Comparative Example C10: Casing as in WO 02/078455 A1, Example 3 (Amended Production Method)

(38) The pellets obtained as in example C1a were supplied (without further additions) to the extruder of the extrusion and tube stretching unit described in examples 6 to 10, and were processed under the same conditions to give a biaxially stretched casing.

Comparative Example C11: Casing Analogous to Examples 6 and 8, without Diol or Polyol

(39) The compound produced as in example C2 was supplied (without further additions) to the extruder of the extrusion and tube stretching unit described in examples 6 to 10, and was processed under the same conditions to give a biaxially stretched casing.

Comparative Example C12: Casing as Per DE 103 02 960 A1, Example 2

(40) The pellets of example C3 were premixed with pellet-form PA1 in a ratio of 30 to 70 parts by weight. The mixture was supplied to the extruder described in examples 6 to 10, plastified therein to form a homogeneous melt, and processed under the stated conditions likewise to give a biaxially stretched tube casing.

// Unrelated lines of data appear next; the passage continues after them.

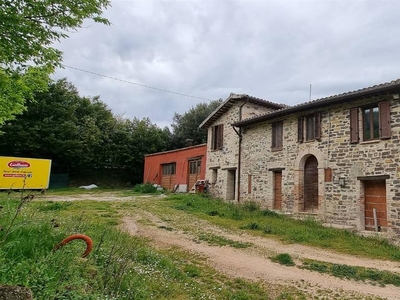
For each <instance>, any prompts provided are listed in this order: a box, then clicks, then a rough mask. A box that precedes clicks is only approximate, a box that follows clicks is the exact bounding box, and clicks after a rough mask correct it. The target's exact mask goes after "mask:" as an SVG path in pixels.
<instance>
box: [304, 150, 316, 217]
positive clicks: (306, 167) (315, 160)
mask: <svg viewBox="0 0 400 300" xmlns="http://www.w3.org/2000/svg"><path fill="white" fill-rule="evenodd" d="M316 209H318V161H317V159H316V158H315V156H313V155H311V156H310V157H308V158H307V160H306V163H305V165H304V210H305V211H314V210H316Z"/></svg>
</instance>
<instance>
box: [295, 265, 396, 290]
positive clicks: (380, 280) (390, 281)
mask: <svg viewBox="0 0 400 300" xmlns="http://www.w3.org/2000/svg"><path fill="white" fill-rule="evenodd" d="M300 268H303V269H307V270H311V271H316V272H320V273H326V274H329V275H332V276H335V277H339V278H346V279H353V280H357V281H367V282H370V283H372V284H380V285H382V286H383V285H386V284H393V285H394V286H400V274H397V273H392V272H389V271H380V270H377V269H373V268H365V267H357V266H348V265H342V264H333V263H327V262H321V261H316V260H304V262H303V265H302V266H301V267H300Z"/></svg>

Comparative Examples C13 to C18: Casings Analogous to Examples 6 and 8, with Fractions of Diol and/or Polyol of Less than 1.5 or More than 7.0% by Weight

(41) The pellets of examples C4 to C9 were supplied (without further additions) to the extruder of the extrusion and tube stretching unit described in examples 6 to 10, and were processed under the same conditions to give biaxially stretched casings.

(42) TABLE-US-00004 TABLE 4 Data of the casings from comparative examples C10 to C18 Film thickness Example Pellets used for (averaged over WTR Total haze .sub.t No. production periphery) [m] [g/m.sup.2 d] [%] [%] C10 as in example C1a 26 170 16.3 76.4 C11 as in example C2 27 310 18.1 73.1 C12 30% by weight as in 25 90 28.5 47.5 example C3 70% by weight PA1 C13 as in example C4 26 310 11.8 78.0 C14 as in example C5 24 330 14.5 79.8 C15 as in example C6 25 370 13.2 78.3 C16 as in example C7 26 340 13.8 77.5 C17 as in example C8 24 370 17.6 72.1 C18 as in example C9 25 380 22.1 61.4

(43) Relative to the casings according to inventive Examples 6 to 10, the casings of Comparative examples C10 to C12 showed significantly higher values for haze and lower values for transmittance. This demonstrates the superiority of the casings of the invention in terms of transparency (and hence also low opalescence) relative to the prior art. The comparison of the haze values and of the transmittance values of the casing of comparative example C11 with those of inventive Examples 6 and 8 (all three of which contained the same copolyamide and a 21% by weight fraction of PVP) directly showed the haze-reducing effect of the diol or polyol in the casing of the invention. Examples C13 to C18 show that fractions of diol and/or polyol outside the range from 1.5% by weight to 7.0% by weight lead again to a significant increase in the haze value and to a drop in the transparency value relative to the casings of the invention.